Central European, Main Course Lactose Free Nut Free, Beef Shank Kielbasa (Polish Sausage)

Bigos (Poland)

Serves 6

Ingredients

Method

500 g. Sauerkraut, Rinsed and Drained
250 g. Fresh White Cabbage, Shredded
150 g. Smoked Bacon, Chopped
350 g. Beef (Chuck,Shank Or Brisket), Cut into Small Pieces
200 g. Polish Sausage (Kielbasa), Sliced
1 Large Onion, Chopped
2 Garlic Cloves, Chopped
2 Bay Leaves
4 Allspice Berries
2 Dried Mushrooms
250 ml. Beef Broth
Salt and Pepper to Taste
125 ml. Red Wine (Optional)
1 Apple, Peeled, Cored and Diced

In a large pot, cook the bacon until it starts to render fat. Add the beef and brown on all sides.

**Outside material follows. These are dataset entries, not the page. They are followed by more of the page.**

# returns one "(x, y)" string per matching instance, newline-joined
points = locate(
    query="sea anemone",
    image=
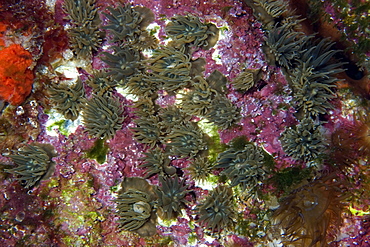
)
(81, 12)
(157, 162)
(274, 8)
(311, 96)
(135, 205)
(84, 40)
(172, 116)
(200, 168)
(186, 140)
(284, 45)
(169, 67)
(68, 99)
(84, 35)
(198, 100)
(246, 79)
(127, 23)
(223, 113)
(123, 63)
(33, 163)
(145, 41)
(217, 212)
(141, 85)
(243, 167)
(101, 82)
(144, 107)
(313, 83)
(102, 116)
(311, 215)
(171, 196)
(304, 141)
(189, 30)
(147, 131)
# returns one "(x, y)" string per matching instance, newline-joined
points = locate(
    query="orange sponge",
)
(15, 76)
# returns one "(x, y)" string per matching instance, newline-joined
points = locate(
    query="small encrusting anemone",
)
(102, 116)
(33, 163)
(135, 205)
(311, 215)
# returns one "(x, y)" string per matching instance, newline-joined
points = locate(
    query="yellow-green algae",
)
(77, 209)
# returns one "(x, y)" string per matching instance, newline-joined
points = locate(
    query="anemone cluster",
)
(84, 34)
(102, 116)
(128, 24)
(311, 214)
(200, 169)
(156, 162)
(101, 82)
(308, 63)
(135, 206)
(207, 99)
(34, 163)
(68, 99)
(171, 196)
(304, 141)
(246, 80)
(243, 167)
(170, 68)
(186, 140)
(217, 212)
(123, 63)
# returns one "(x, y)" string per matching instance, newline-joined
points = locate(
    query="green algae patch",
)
(61, 126)
(214, 142)
(78, 215)
(290, 176)
(99, 151)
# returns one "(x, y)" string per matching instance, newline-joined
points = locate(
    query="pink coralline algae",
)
(153, 107)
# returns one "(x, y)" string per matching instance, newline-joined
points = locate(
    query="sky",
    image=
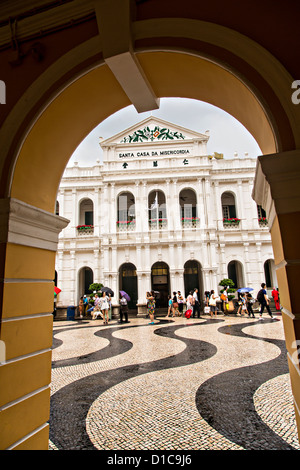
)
(227, 135)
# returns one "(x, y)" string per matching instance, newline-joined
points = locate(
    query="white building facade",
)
(160, 214)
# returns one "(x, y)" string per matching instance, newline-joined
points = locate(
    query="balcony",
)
(125, 225)
(158, 224)
(263, 222)
(190, 222)
(85, 230)
(231, 223)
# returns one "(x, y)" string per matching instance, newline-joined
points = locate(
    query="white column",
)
(112, 210)
(138, 208)
(240, 204)
(96, 212)
(96, 266)
(218, 205)
(176, 207)
(201, 209)
(73, 278)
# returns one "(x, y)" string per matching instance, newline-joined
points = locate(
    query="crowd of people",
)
(212, 301)
(180, 306)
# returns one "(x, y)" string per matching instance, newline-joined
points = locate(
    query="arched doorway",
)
(270, 273)
(188, 208)
(236, 274)
(85, 279)
(74, 85)
(160, 283)
(157, 212)
(125, 212)
(128, 283)
(193, 278)
(86, 212)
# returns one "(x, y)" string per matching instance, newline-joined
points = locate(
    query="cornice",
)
(23, 224)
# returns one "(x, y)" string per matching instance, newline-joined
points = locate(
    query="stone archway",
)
(82, 87)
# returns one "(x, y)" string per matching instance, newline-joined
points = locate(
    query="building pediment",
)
(153, 130)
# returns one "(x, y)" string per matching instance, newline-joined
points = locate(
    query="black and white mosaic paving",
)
(197, 384)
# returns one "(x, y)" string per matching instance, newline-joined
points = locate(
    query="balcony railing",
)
(125, 225)
(158, 224)
(83, 230)
(190, 222)
(263, 222)
(231, 223)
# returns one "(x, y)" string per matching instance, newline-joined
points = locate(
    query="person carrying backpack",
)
(264, 301)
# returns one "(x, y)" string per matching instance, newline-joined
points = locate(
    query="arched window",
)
(85, 279)
(235, 273)
(188, 208)
(126, 212)
(270, 273)
(262, 216)
(229, 209)
(193, 278)
(86, 217)
(157, 212)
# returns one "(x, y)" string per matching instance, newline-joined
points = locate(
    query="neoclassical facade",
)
(160, 214)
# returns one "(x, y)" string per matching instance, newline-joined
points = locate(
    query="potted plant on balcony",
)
(85, 228)
(231, 221)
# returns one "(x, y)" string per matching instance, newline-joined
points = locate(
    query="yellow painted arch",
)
(96, 95)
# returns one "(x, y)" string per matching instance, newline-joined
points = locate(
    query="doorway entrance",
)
(160, 283)
(128, 283)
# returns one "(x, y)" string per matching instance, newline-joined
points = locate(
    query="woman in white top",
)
(104, 305)
(213, 303)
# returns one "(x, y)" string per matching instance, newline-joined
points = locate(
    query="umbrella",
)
(107, 290)
(124, 294)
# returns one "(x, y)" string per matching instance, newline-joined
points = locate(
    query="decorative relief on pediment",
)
(149, 135)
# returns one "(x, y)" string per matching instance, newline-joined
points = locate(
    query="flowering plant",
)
(232, 220)
(125, 222)
(189, 218)
(84, 227)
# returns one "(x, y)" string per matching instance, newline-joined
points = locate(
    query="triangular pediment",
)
(153, 129)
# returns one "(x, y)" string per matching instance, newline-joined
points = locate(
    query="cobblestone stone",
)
(199, 384)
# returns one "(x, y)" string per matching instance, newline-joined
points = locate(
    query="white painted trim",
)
(23, 398)
(16, 444)
(23, 224)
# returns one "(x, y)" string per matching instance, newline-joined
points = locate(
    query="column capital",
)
(27, 225)
(276, 185)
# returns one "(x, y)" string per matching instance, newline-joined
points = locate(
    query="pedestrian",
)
(80, 307)
(206, 297)
(180, 303)
(263, 299)
(170, 306)
(95, 312)
(150, 306)
(249, 303)
(104, 306)
(85, 304)
(213, 303)
(224, 301)
(175, 304)
(243, 305)
(196, 304)
(123, 309)
(190, 301)
(275, 295)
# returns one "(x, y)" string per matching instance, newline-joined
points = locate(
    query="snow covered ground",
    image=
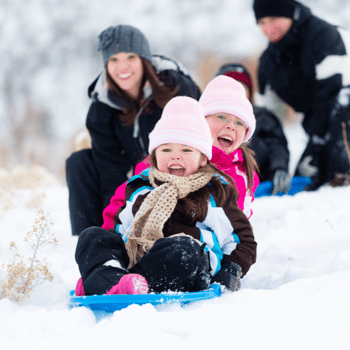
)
(296, 296)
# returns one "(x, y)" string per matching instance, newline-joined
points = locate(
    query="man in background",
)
(307, 65)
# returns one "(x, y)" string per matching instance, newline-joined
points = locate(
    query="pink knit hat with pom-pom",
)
(183, 122)
(226, 95)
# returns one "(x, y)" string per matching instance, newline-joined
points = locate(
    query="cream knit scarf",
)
(149, 221)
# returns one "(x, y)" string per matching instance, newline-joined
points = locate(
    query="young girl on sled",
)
(180, 228)
(222, 97)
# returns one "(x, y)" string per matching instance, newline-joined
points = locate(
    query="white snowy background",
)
(296, 296)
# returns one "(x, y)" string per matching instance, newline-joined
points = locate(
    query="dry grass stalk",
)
(24, 274)
(342, 179)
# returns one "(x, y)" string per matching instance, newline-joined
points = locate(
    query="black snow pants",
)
(324, 157)
(86, 203)
(175, 263)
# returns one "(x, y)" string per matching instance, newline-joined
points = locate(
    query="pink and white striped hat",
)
(226, 95)
(183, 122)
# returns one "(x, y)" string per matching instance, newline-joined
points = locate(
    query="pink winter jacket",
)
(231, 164)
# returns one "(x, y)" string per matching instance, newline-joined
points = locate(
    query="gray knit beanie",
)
(123, 38)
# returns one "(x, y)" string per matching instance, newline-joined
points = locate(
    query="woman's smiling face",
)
(227, 130)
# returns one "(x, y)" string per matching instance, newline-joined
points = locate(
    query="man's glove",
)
(281, 182)
(229, 276)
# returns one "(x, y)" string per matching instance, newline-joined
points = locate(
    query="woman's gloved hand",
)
(229, 276)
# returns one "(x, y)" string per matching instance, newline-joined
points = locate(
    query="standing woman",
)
(127, 101)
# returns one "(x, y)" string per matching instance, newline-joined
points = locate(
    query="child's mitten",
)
(281, 182)
(229, 276)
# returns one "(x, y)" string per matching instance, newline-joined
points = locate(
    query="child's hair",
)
(195, 210)
(161, 93)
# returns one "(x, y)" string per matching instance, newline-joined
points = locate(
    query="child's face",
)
(178, 159)
(227, 130)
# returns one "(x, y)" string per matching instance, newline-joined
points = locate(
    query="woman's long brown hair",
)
(161, 92)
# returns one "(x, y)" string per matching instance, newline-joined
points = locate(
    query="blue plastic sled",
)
(102, 305)
(298, 184)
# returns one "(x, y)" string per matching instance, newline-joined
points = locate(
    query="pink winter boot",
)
(79, 289)
(131, 283)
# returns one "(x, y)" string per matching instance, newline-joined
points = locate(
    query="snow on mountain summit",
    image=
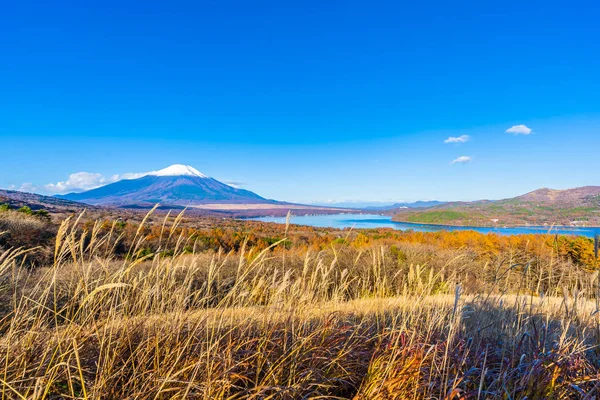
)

Add the onion, garlic, bay leaves, allspice, and mushrooms. Cook until the onion is soft.

Add the sausages, sauerkraut, cabbage, broth, salt, pepper, wine, and apple.

Cover and simmer for about 2 hours, stirring occasionally. If the stew becomes too dry, add more broth or water.